O Centro de Estudos de Petróleo e Energia (Cepetro) da Unicamp inaugurou um laboratório especializado em sísmica 4D, tecnologia fundamental para o monitoramento avançado de reservatórios de óleo e gás. A iniciativa visa otimizar a recuperação de hidrocarbonetos e garantir a segurança de projetos de captura e armazenamento de carbono (CCS), atendendo a uma demanda crescente do setor.

19 de junho de 2026 às 12:05Fonte oficial: UnicampRedação Radar Energia

O Centro de Estudos de Petróleo e Energia (Cepetro) da Universidade Estadual de Campinas (Unicamp) inaugurou um laboratório dedicado à sísmica 4D, uma tecnologia de ponta que adiciona a dimensão do tempo ao monitoramento geofísico. Essa nova infraestrutura é crucial para a gestão de reservatórios de petróleo e gás, e essencial para a segurança e eficácia dos projetos de Captura e Armazenamento de Carbono (CCS) no país.

A sísmica 4D representa uma evolução estratégica da sísmica 3D, pois permite às empresas acompanhar as mudanças nos reservatórios ao longo da produção. Essa capacidade de monitoramento temporal é vital para entender a dinâmica de fluidos, como o avanço da frente de água ou gás, otimizando assim a recuperação de óleo em campos maduros, tanto no pré-sal quanto no pós-sal brasileiro.

Com um histórico consolidado em pesquisa de geofísica e reservatórios, o Cepetro agora formaliza e aprofunda sua expertise com a criação deste laboratório. A unidade se dedicará ao desenvolvimento de novas metodologias e algoritmos para a sísmica 4D, buscando aprimorar a interpretação de dados e a tomada de decisões operacionais no setor de energia.

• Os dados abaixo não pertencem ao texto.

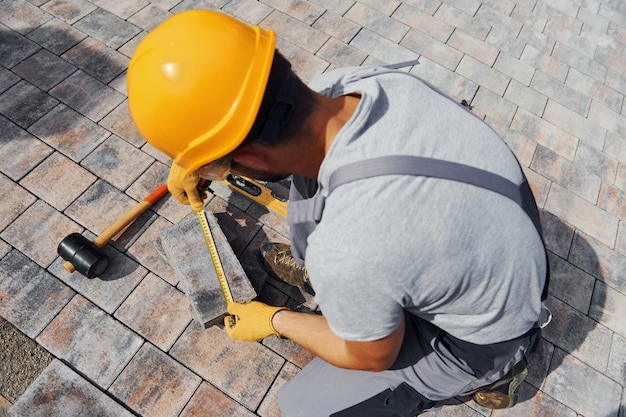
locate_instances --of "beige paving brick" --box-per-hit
[344,2,409,43]
[262,0,324,25]
[313,10,360,43]
[0,250,75,339]
[511,108,578,161]
[27,104,111,162]
[257,362,300,417]
[542,294,613,372]
[546,184,618,247]
[180,382,255,417]
[170,322,284,410]
[20,152,96,211]
[37,295,143,388]
[11,359,133,417]
[115,274,192,352]
[400,29,458,69]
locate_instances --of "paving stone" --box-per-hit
[37,295,143,388]
[0,0,52,34]
[41,0,97,24]
[82,135,154,190]
[73,9,141,49]
[542,292,613,372]
[28,104,111,162]
[128,217,179,285]
[161,212,257,328]
[222,0,272,25]
[13,49,76,91]
[0,174,36,230]
[257,362,300,417]
[11,360,133,417]
[48,233,148,314]
[50,70,125,122]
[530,146,602,203]
[115,274,192,352]
[28,17,87,55]
[170,322,284,410]
[62,38,129,84]
[511,108,578,161]
[544,349,622,417]
[20,152,96,211]
[549,255,595,314]
[180,382,256,417]
[0,250,74,339]
[313,10,360,43]
[262,11,328,54]
[0,24,41,68]
[109,343,201,417]
[344,2,409,43]
[589,282,626,337]
[0,80,59,129]
[400,29,458,69]
[100,100,146,148]
[0,200,80,268]
[546,183,618,247]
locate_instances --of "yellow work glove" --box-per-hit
[167,161,204,211]
[224,301,287,342]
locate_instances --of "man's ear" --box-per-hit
[233,143,270,170]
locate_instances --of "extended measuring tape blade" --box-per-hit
[196,210,234,305]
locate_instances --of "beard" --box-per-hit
[230,161,291,182]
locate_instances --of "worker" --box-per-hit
[127,10,548,417]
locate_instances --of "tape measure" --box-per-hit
[196,210,235,328]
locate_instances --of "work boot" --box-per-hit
[260,242,315,295]
[472,359,528,410]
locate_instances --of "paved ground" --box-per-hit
[0,0,626,417]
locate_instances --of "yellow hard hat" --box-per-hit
[126,10,276,172]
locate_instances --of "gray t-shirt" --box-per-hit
[306,67,546,344]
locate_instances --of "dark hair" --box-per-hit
[243,50,315,145]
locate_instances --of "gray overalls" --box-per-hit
[279,155,549,417]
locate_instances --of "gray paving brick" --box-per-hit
[82,135,154,190]
[20,152,96,211]
[0,80,59,129]
[109,343,201,417]
[50,70,125,122]
[222,0,273,25]
[400,29,463,71]
[504,79,548,117]
[28,19,87,55]
[115,274,192,352]
[41,0,96,24]
[73,7,141,49]
[170,322,284,410]
[262,10,328,54]
[37,295,143,388]
[180,382,256,417]
[550,255,595,314]
[29,104,111,162]
[542,294,613,372]
[511,108,578,161]
[544,349,622,417]
[62,38,129,84]
[0,116,53,181]
[432,1,491,41]
[0,250,74,339]
[530,146,601,204]
[0,0,52,34]
[344,2,409,43]
[10,359,133,417]
[456,55,511,96]
[13,49,76,91]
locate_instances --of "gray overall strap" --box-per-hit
[320,155,550,300]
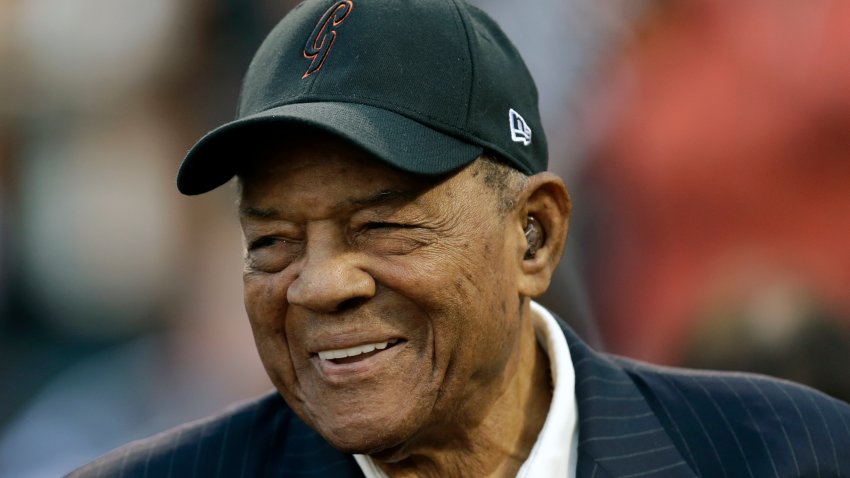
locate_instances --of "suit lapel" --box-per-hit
[559,320,696,478]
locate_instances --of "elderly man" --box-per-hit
[68,0,850,477]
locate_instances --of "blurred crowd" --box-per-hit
[0,0,850,477]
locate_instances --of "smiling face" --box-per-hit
[240,136,526,455]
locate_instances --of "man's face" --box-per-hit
[240,136,525,455]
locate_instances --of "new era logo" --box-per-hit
[508,108,531,146]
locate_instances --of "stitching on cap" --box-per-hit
[450,0,477,128]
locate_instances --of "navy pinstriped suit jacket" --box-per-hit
[70,314,850,478]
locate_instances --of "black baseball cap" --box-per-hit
[177,0,548,195]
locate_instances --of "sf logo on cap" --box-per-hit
[508,108,531,146]
[301,0,354,80]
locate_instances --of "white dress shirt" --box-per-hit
[354,301,578,478]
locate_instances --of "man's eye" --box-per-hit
[248,236,292,251]
[366,222,408,229]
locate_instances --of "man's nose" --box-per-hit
[286,241,376,312]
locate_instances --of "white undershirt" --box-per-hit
[354,301,578,478]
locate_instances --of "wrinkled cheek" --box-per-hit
[245,280,297,391]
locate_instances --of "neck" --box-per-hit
[373,303,552,478]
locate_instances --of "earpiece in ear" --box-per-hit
[523,216,546,259]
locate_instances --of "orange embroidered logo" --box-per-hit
[301,0,354,80]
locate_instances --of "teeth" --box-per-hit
[319,340,398,360]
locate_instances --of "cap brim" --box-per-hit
[177,102,483,195]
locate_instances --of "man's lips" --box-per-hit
[317,339,398,360]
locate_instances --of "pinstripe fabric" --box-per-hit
[69,312,850,478]
[69,393,363,478]
[562,323,850,478]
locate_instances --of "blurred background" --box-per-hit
[0,0,850,477]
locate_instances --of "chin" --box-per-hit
[317,422,410,455]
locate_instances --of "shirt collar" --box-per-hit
[354,301,578,478]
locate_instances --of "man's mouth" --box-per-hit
[318,339,398,364]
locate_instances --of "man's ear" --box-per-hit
[518,172,572,298]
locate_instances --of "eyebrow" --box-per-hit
[349,189,416,207]
[239,189,417,219]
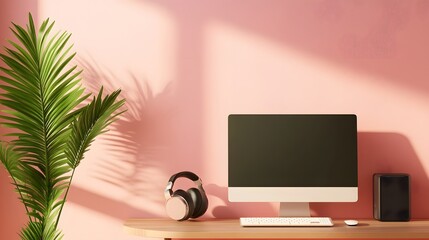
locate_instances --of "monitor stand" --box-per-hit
[279,202,310,217]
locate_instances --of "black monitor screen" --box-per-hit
[228,114,357,187]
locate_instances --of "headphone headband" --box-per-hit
[168,171,200,183]
[164,171,204,199]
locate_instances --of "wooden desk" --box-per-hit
[124,219,429,240]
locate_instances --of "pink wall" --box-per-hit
[0,0,429,239]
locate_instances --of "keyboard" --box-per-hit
[240,217,334,227]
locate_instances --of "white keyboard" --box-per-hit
[240,217,334,227]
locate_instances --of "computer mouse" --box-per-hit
[344,220,359,226]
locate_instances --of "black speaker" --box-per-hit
[373,173,410,221]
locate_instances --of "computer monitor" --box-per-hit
[228,114,358,216]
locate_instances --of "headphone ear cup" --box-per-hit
[187,188,208,218]
[166,189,195,221]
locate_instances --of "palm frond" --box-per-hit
[66,88,125,169]
[0,14,124,240]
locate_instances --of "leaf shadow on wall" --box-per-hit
[206,132,429,218]
[64,59,174,219]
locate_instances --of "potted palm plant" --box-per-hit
[0,14,124,240]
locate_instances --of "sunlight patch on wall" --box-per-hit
[203,22,429,186]
[39,0,177,100]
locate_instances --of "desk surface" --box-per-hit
[124,219,429,239]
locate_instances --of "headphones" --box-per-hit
[164,171,209,221]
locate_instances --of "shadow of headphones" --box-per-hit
[164,171,209,221]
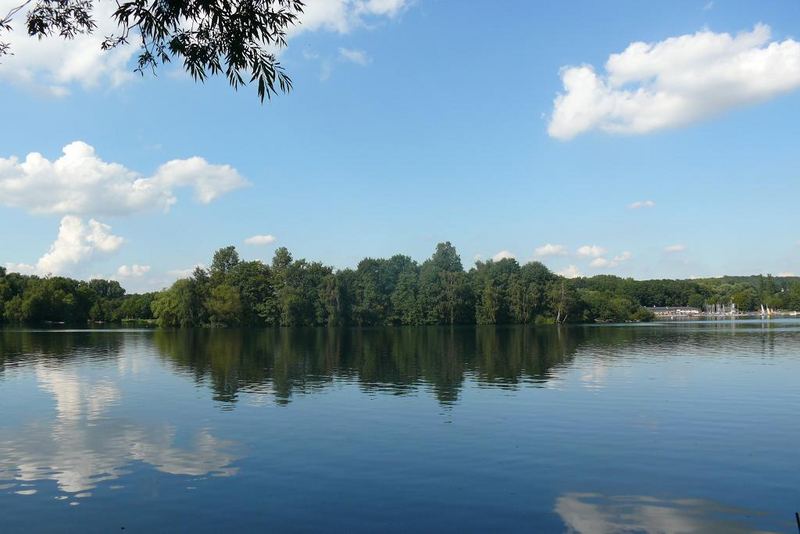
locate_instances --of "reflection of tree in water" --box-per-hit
[555,493,763,534]
[154,327,584,403]
[0,329,125,377]
[0,348,237,495]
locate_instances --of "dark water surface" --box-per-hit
[0,320,800,533]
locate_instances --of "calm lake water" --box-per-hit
[0,320,800,533]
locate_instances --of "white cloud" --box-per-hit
[339,48,372,67]
[589,250,633,269]
[0,0,136,97]
[0,141,247,215]
[117,263,150,278]
[548,24,800,140]
[0,0,410,97]
[492,250,516,261]
[578,245,606,258]
[556,265,582,278]
[244,234,277,245]
[7,215,124,275]
[533,243,567,258]
[298,0,410,35]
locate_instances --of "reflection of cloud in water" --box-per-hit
[0,365,236,493]
[555,493,776,534]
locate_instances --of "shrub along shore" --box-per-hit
[0,242,800,327]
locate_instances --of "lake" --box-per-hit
[0,319,800,533]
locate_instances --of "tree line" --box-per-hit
[0,242,800,327]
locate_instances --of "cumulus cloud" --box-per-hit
[533,243,567,258]
[7,215,124,275]
[556,265,582,278]
[628,200,656,210]
[0,141,247,219]
[548,24,800,140]
[244,234,277,245]
[0,0,410,97]
[578,245,606,258]
[492,250,516,261]
[339,48,372,67]
[0,0,136,97]
[589,250,633,269]
[298,0,410,35]
[117,263,150,278]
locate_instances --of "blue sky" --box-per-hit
[0,0,800,289]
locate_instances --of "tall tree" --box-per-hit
[0,0,304,102]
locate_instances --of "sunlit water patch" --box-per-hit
[0,320,800,532]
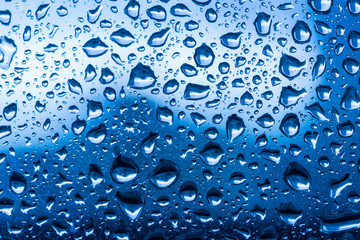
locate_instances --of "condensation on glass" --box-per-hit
[0,0,360,239]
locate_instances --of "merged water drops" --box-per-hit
[0,0,360,239]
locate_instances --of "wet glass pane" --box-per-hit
[0,0,360,239]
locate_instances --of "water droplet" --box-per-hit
[284,162,311,191]
[254,12,272,36]
[110,28,135,47]
[199,142,225,166]
[226,114,245,142]
[110,155,139,183]
[82,37,109,58]
[150,159,180,188]
[280,113,300,137]
[194,43,215,68]
[128,62,156,89]
[10,171,26,194]
[279,54,306,80]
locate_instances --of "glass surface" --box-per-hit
[0,0,360,239]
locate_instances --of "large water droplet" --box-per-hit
[128,62,156,89]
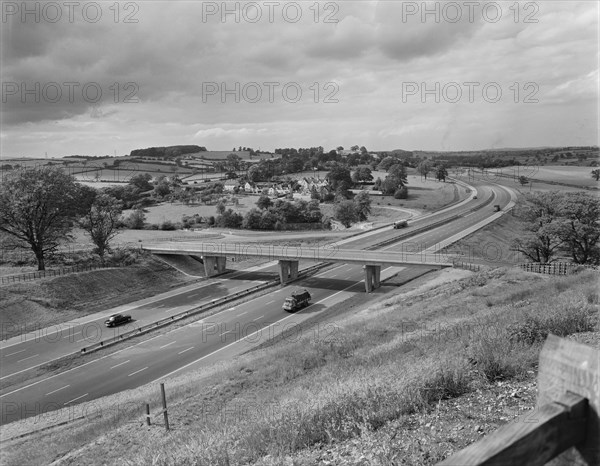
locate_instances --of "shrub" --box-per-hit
[160,220,177,231]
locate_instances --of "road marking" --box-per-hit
[151,276,366,382]
[46,385,70,396]
[110,359,131,369]
[127,366,148,377]
[65,393,89,405]
[17,354,39,362]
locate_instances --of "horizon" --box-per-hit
[0,0,600,158]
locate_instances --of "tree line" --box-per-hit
[511,191,600,265]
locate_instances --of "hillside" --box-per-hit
[1,268,600,466]
[0,257,196,339]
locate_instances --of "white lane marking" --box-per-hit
[127,366,148,377]
[150,276,366,383]
[0,327,164,398]
[17,354,39,362]
[65,393,89,405]
[46,385,70,396]
[109,359,131,370]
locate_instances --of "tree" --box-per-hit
[0,167,86,270]
[335,200,358,228]
[417,160,431,179]
[227,154,240,170]
[435,165,448,183]
[511,191,563,264]
[256,194,273,210]
[129,173,154,192]
[354,191,371,221]
[558,192,600,264]
[80,193,123,264]
[125,209,146,230]
[327,164,352,196]
[377,155,398,171]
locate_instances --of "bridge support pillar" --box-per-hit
[202,256,227,277]
[364,265,381,293]
[279,260,298,285]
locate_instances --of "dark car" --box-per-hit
[104,314,131,327]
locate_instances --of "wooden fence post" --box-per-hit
[160,383,169,430]
[438,335,600,466]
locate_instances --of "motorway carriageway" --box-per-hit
[0,180,508,423]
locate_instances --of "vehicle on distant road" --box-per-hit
[104,314,131,327]
[283,289,311,312]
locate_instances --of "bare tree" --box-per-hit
[0,167,84,270]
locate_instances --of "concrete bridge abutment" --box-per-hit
[364,265,381,293]
[202,256,227,277]
[279,260,298,285]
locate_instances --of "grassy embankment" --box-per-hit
[3,269,599,465]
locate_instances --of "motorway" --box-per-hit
[0,179,511,424]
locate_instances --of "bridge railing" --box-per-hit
[438,335,600,466]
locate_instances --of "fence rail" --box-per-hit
[518,262,596,275]
[0,265,121,285]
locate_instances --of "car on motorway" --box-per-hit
[394,220,408,230]
[104,314,131,327]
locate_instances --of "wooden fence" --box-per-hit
[438,335,600,466]
[0,265,119,285]
[518,262,594,275]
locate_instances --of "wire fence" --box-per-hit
[518,262,598,275]
[0,265,120,285]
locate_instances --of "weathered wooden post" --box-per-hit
[438,335,600,466]
[160,383,169,430]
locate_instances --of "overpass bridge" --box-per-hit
[142,242,452,293]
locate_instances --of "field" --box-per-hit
[486,166,599,190]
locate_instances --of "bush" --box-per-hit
[160,220,177,231]
[394,186,408,199]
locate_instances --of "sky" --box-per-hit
[0,0,599,158]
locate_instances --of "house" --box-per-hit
[298,178,329,194]
[244,181,261,194]
[223,180,240,193]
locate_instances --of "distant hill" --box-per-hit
[129,146,206,159]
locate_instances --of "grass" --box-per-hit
[5,269,598,465]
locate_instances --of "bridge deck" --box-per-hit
[142,242,452,267]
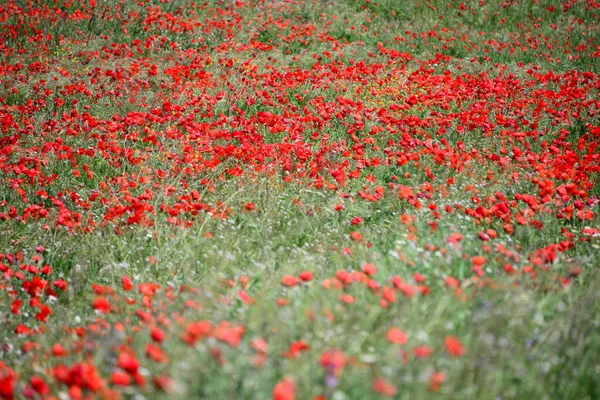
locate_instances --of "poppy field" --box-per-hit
[0,0,600,400]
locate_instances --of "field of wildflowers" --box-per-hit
[0,0,600,400]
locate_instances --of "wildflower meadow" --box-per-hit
[0,0,600,400]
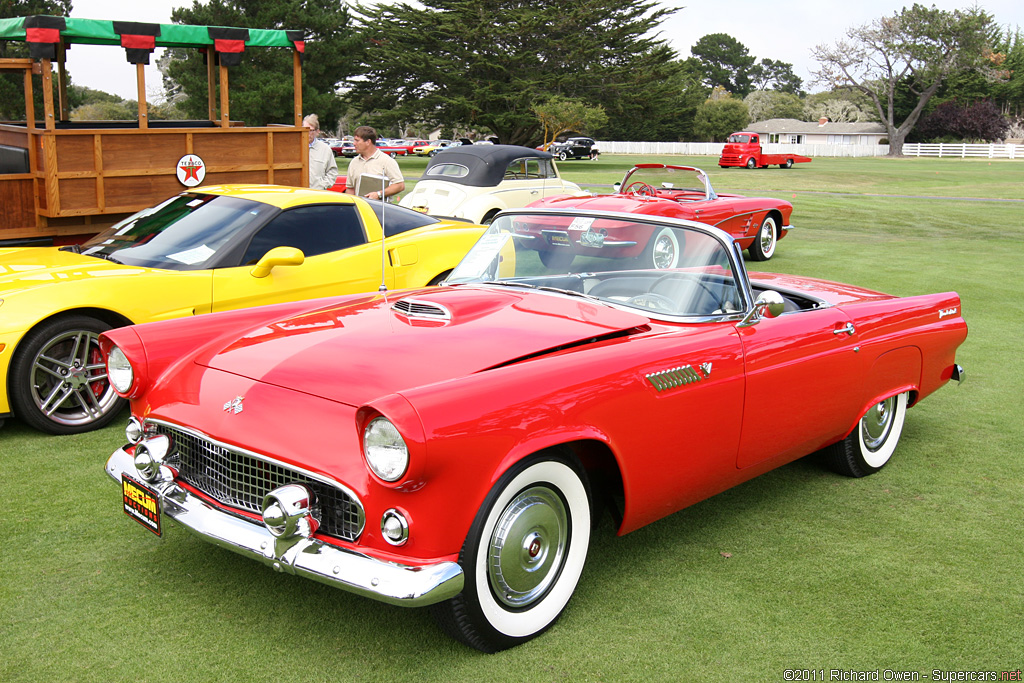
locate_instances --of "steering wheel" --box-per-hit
[624,180,657,197]
[626,292,676,313]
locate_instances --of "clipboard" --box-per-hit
[355,173,391,200]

No Brasil, a Petrobras é o principal ator na aplicação da sísmica 4D, utilizando-a intensivamente para otimizar a produção e aumentar o fator de recuperação em seus campos. Outras grandes empresas de exploração e produção (E&P) com atuação no país, como Shell e Equinor, também empregam a técnica. Com o novo laboratório, o Cepetro se posiciona como um centro de excelência capaz de oferecer pesquisa e desenvolvimento (P&D) e formação de mão de obra especializada para atender a essas demandas do mercado.

Embora não haja um marco regulatório específico para a sísmica 4D, a tecnologia se insere no arcabouço da Lei do Petróleo (Lei nº 9.478/1997) e das regulamentações da Agência Nacional do Petróleo, Gás Natural e Biocombustíveis (ANP). Essas normativas incentivam a otimização da recuperação de óleo e o uso de tecnologias avançadas. Para o CCS, o Brasil está desenvolvendo um marco legal, com projetos de lei como o PL 1.425/2022 em discussão no Congresso, o que tornará a sísmica 4D uma ferramenta indispensável para monitorar a integridade dos reservatórios de CO2.

O Brasil, um dos maiores produtores globais de petróleo e gás, registrou uma produção média de cerca de 3,7 milhões de barris de óleo equivalente por dia (boe/d) em 2023, grande parte proveniente de campos que se beneficiam diretamente da sísmica 4D. Adicionalmente, o potencial de armazenamento de CO2 no país é estimado em bilhões de toneladas, com o pré-sal despontando como área promissora para projetos de CCS. O investimento em pesquisa e desenvolvimento (P&D) no setor de óleo e gás (O&G), impulsionado pela cláusula de P&D da ANP, supera anualmente bilhões de reais, com parte significativa direcionada a tecnologias de monitoramento e otimização.

A iniciativa do Cepetro deve impulsionar a pesquisa e o desenvolvimento de novas soluções para a sísmica 4D, contribuindo para a otimização da recuperação de petróleo em campos brasileiros e a redução de custos operacionais. Além disso, o laboratório fortalecerá a formação de recursos humanos altamente especializados, atendendo a uma demanda crítica do setor de óleo e gás (O&G) e da emergente indústria de CCS, garantindo a segurança e a eficácia das operações e a mitigação de riscos de vazamento.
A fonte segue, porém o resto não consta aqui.